FRONDE - Un nombre record de députés LaREM ont voté contre, ou se sont abstenus, à l'occasion du vote solennel du projet de loi controversé permettant la réintroduction temporaire des néonicotinoïdes, adopté ce mardi par l'Assemblée nationale.

La contestation jusque dans les rangs de la majorité : alors que l'Assemblée nationale a donné ce mardi son feu vert à la réintroduction temporaire des néonicotinoïdes afin de sauver la filière betterave, 32 députés LaREM ont voté contre et 36 se sont abstenus. Seuls 175 des 271 membres du groupe macroniste ont voté en faveur du texte. 

Parmi les réfractaires, et pas des moindres, le député de l'Isère Jean-Charles Colas-Roy, référent à la transition écologique des députés LaREM. Il a voté contre ce projet et s'en est expliqué sur FranceInfo.  "Ce n'est pas la bonne solution que de revenir sur la loi biodiversité, qui était une avancée environnementale majeure. Je pense qu'il y avait d'autres solutions", a-t-il indiqué.
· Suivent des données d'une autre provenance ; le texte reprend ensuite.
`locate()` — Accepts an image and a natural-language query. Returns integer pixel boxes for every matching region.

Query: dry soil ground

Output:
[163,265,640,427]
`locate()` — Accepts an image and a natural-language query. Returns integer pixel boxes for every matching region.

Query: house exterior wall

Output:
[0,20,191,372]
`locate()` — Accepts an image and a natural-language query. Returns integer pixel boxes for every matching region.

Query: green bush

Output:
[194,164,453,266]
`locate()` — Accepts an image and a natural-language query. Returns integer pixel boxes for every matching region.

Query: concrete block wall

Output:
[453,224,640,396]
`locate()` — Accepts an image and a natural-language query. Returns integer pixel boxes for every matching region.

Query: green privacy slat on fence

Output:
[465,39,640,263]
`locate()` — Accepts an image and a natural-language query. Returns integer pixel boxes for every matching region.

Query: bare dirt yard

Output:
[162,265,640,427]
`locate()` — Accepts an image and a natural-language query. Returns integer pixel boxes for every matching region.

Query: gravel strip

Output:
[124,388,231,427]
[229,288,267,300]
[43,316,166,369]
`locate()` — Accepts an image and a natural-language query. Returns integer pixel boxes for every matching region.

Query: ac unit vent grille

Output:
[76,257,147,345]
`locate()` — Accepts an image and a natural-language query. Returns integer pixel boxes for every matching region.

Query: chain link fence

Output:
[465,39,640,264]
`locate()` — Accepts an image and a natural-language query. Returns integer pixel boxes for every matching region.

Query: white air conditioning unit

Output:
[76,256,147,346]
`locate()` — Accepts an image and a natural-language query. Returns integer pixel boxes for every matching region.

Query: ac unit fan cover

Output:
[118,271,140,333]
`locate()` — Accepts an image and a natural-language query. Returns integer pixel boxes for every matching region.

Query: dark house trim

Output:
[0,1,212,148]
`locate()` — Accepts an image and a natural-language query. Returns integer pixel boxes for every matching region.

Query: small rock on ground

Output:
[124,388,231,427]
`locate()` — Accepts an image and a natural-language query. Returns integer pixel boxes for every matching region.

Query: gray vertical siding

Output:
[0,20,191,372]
Des groupes parlementaires partagés

Au total, l'Assemblée a validé le projet par 313 voix pour, 158 contre et 56 abstentions. L'ensemble de la gauche a voté contre, une majorité des LR et MoDem pour, mais la plupart des groupes se sont partagés. Dénoncé comme "un renoncement" ou une faute par la gauche et les écologistes, le retour des néonicotinoïdes est la seule "alternative", selon le ministre de l'Agriculture Julien Denormandie qui fait de la survie de la filière betteraves un enjeu de "souveraineté" agroalimentaire.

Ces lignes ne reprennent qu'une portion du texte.